Researchers are closing in on a completed diagram of how human cells protect themselves against constant genetic mistakes that contribute to most diseases, according to a study to be published in the April 18 edition of the journal Cell.
The blueprint for the human body is encoded in genes. Gene expression is the process by which those blueprints are converted into proteins that make up the body’s structures and send its signals. When molecular biologists began analyzing the complete set of human genes (the human genome) in 2001, one surprise was that humans have as few as 30,000 genes when, given their complexity, they should have more than 100,000. How can humans have one-fifth as much genetic material as wheat, for instance, or share one quarter of their genes with fish?
One answer is that humans do more with fewer genes. While genes consist of chains of deoxyribonucleic acids (DNA), they are put into practice by chains of ribonucleic acid chains (RNA), which are modified copies of DNA. Messenger RNA (mRNA) is transported to cellular factories called ribosomes that receive instructions for building proteins by “reading” mRNA templates, a process called translation. Remarkably, about 75 percent of human genes code for more than one protein through a process called alternate RNA splicing. Unfortunately, the more intricate the splicing process, the greater the opportunity for error. More than one-third of alternatively spliced mRNAs are flawed, and must be destroyed before they can cause harm. Thus, cellular processes that detect and eliminate processing errors are vitally important to effective gene expression.
In recent years, researchers at the University of Rochester Medical Center have revealed the existence of a natural surveillance system called nonsense-mediated mRNA decay (NMD) that determines which mRNAs are fit to serve as protein templates and sees to the destruction of those with flaws. Researchers hope to tweak the process such that it catches more genetic errors in some cases, or leaves more templates for helpful proteins in place in others, based on the disease at hand.
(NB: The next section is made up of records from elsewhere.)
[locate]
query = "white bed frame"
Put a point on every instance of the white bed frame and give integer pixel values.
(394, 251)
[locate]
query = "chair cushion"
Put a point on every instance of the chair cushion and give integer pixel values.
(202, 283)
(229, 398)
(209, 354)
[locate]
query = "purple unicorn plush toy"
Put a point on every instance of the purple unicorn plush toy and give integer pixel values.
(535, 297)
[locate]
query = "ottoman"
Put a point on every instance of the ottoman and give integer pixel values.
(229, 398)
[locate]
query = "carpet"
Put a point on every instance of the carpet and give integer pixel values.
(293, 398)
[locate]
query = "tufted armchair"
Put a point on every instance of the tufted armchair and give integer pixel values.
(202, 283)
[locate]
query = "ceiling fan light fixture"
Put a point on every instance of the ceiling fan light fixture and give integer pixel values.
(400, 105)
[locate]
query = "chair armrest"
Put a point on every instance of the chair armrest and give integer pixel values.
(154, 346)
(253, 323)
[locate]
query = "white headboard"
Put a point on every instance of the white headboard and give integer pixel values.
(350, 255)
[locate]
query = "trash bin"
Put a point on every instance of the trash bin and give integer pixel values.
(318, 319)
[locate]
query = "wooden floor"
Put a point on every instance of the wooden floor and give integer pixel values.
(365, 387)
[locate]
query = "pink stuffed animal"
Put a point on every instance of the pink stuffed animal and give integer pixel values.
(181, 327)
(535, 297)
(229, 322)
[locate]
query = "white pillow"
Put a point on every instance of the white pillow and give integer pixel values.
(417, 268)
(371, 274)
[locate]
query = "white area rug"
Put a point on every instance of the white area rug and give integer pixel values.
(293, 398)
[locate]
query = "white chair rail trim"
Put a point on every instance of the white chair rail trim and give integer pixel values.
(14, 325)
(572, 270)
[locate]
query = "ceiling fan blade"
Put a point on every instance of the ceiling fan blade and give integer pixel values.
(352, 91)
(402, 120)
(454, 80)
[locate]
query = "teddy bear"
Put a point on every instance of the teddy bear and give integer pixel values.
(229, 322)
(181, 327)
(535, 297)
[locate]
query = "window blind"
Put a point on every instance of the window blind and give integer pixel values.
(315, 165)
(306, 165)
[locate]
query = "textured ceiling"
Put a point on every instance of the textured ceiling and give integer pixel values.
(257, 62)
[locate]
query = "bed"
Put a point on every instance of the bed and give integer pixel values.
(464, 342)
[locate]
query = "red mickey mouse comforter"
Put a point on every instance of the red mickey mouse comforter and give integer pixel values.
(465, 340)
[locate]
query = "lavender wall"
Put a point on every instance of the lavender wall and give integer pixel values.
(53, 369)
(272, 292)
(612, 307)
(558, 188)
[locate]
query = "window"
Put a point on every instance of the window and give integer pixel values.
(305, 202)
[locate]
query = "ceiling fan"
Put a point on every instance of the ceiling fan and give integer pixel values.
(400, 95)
To do so will require a highly detailed knowledge of the NMD pathway.
“The current results uncover a critical and previously unappreciated step during the natural process that finds flaws in mRNAs,” said Lynne E. Maquat, Ph.D., J. Lowell Orbison Endowed Chair and professor of Biochemistry & Biophysics at University of Rochester Medical Center, director of the University of Rochester Center for RNA Biology and lead author of the Cell piece. “This work has important implications for our understanding of how one of the human cell’s most important activities, protein synthesis, undergoes quality control.”
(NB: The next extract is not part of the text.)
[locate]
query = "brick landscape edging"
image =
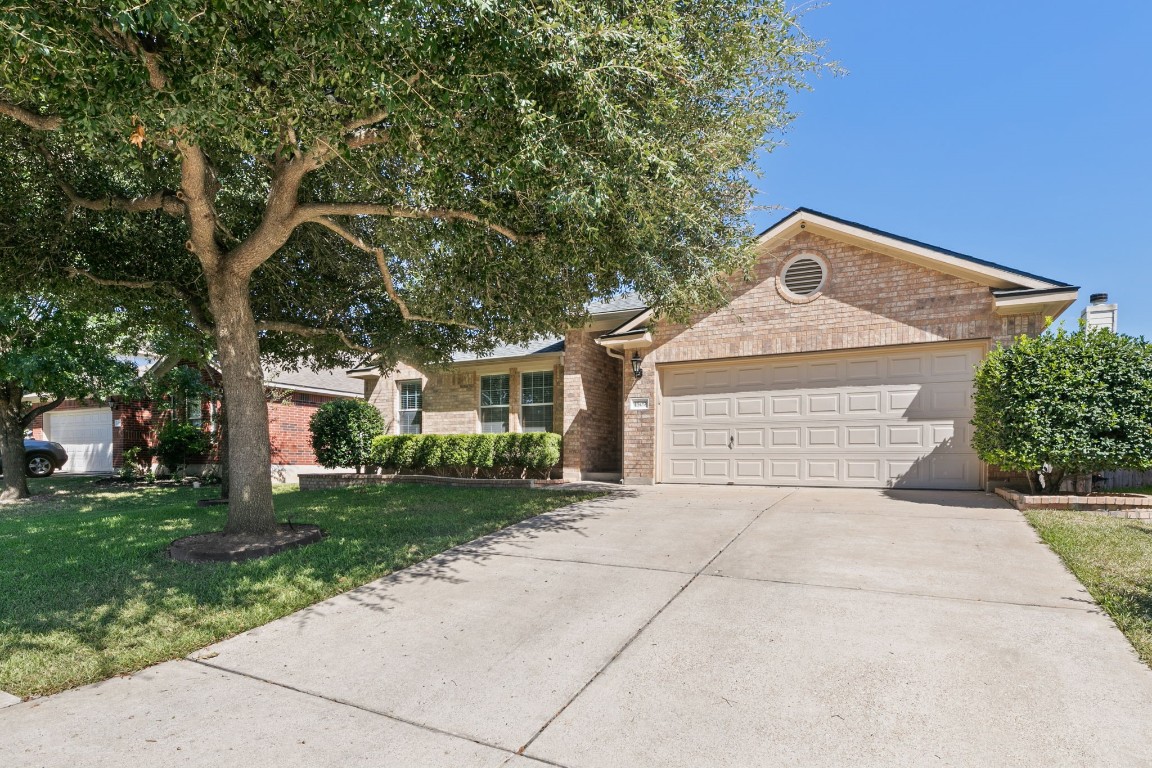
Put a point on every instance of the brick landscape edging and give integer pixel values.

Over time, genes evolve to show changes in their makeup. Some changes, or mutations, have no impact, some provide advantages making organisms more likely to survive, and others cause disease. One frequently occurring, damaging class of mutation is the inclusion of premature “stop reading” signals (stop codons) within mRNAs. Called “nonsense” mutations, they order the process to stop reading part way through the genetic instructions. Such mutations result in the building of incomplete, disabled proteins that sabotage natural processes by competing for spots usually held by their full-length counterparts, or by simply not working. Mutations of this type cause genetic syndromes and contribute to many diseases, including cancer. Since truncated proteins are potentially hazardous, the NMD pathway has evolved to eliminate the mRNAs that encode them.
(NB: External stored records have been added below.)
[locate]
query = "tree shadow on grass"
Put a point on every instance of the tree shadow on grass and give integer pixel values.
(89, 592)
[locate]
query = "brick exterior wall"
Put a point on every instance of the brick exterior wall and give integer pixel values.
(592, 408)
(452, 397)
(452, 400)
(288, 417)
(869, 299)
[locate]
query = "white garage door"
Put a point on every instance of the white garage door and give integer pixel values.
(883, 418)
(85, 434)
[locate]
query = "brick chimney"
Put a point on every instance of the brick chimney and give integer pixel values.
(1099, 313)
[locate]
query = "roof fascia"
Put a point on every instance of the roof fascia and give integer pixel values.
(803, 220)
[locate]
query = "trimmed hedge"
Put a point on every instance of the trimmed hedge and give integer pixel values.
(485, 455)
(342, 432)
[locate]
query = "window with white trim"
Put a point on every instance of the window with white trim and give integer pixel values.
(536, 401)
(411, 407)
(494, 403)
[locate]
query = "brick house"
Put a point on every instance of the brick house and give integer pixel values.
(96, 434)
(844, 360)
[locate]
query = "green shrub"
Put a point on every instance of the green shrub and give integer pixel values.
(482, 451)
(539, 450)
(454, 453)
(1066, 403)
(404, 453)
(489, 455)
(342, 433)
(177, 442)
From studying genetic diseases, Maquat theorized seven years ago that there must be two types of translation, the process by which instructions encoded in mRNAs are read during protein building. An early “pioneer” round checks all newly built mRNAs for errors, and initiates NMD when errors are detected. Subsequent “steady-state” rounds then direct the mass production of normal proteins based on “NMD-approved” mRNAs. Over time, the Maquat lab, along with other labs, has identified a number of protein complexes that form during the intricate process by which cells analyze each mRNA for flaws.
In the past, her team showed, for instance, which proteins bind to each end of mRNA during the pioneer and subsequent steady-state rounds of translation, and how the pioneer round, cap-binding protein promotes the recognition and decay of flawed mRNAs. The team also demonstrated how other complexes that identify flawed mRNAs form near exon-exon junctions, the places where each “must read” section of the mature mRNA template is joined to the next by RNA splicing.
Past work by Maquat’s team further revealed that much of the NMD quality review depends on the physical spacing of proteins bound to the mRNA chain. If a stop reading signal occurs too far ahead of the final exon in the chain, as marked by an exon-exon junction complex (EJC), the cell concludes that the stop codon has mistakenly fallen in the middle of a set of instructions. These mRNAs are degraded. They also found that the EJC contains human up-frameshift (UPF) proteins that play a role in NMD.